That's all you have to do. Expensive diet food not needed.


----------



## tippykayak (Oct 27, 2008)

I second the green beans idea, but I also agree with the vet that tough love is important too. Some Goldens want to eat a lot more than they really need. That "empty tummy" look might be more about habits than about actual hunger. They tend to be confused and upset when important things change around, like the amount of food, as their memory of the routine and what actually happens are in conflict. It might be that he gets used to smaller amounts, particularly if you make it happen slowly and fill in with the green beans.

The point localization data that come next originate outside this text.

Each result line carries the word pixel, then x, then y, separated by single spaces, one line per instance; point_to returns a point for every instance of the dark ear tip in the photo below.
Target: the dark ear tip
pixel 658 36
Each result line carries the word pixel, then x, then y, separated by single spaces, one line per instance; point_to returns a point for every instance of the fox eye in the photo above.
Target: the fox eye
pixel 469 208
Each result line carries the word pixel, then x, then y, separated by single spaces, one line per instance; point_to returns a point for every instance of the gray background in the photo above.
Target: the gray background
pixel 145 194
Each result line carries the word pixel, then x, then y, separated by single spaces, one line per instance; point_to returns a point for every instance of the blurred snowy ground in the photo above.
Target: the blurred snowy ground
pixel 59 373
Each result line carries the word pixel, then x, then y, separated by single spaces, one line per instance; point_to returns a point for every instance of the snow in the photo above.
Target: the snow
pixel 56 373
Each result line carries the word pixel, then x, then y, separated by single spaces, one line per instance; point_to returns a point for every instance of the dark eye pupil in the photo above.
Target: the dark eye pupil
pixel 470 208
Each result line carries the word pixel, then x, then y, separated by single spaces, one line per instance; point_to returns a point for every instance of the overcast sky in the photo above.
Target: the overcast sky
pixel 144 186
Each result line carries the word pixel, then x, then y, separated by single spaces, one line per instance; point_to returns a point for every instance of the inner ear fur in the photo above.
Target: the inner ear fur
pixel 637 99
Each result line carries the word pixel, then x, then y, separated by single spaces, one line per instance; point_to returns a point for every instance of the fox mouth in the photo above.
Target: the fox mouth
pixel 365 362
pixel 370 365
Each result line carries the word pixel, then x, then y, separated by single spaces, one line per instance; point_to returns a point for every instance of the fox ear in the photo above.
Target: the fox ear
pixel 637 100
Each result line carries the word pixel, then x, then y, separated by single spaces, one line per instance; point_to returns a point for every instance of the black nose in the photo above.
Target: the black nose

Study after study has shown the incredible effect that proper weight has on chronic health problems and longevity. An overweight dog can lose 10%-20% or more off his lifespan and tends to experience things like arthritis, joint problems, skin problems, breathing problems, immune system problems, and heart disease much earlier in life. There's emerging research that even suggests certain cancers are more likely to afflict overweight dogs.

I know those big brown eyes are hard to resist, but I also feel the fragile and fleeting nature of a dog's life. They just don't live long enough, but healthy weight is something we can absolutely give them.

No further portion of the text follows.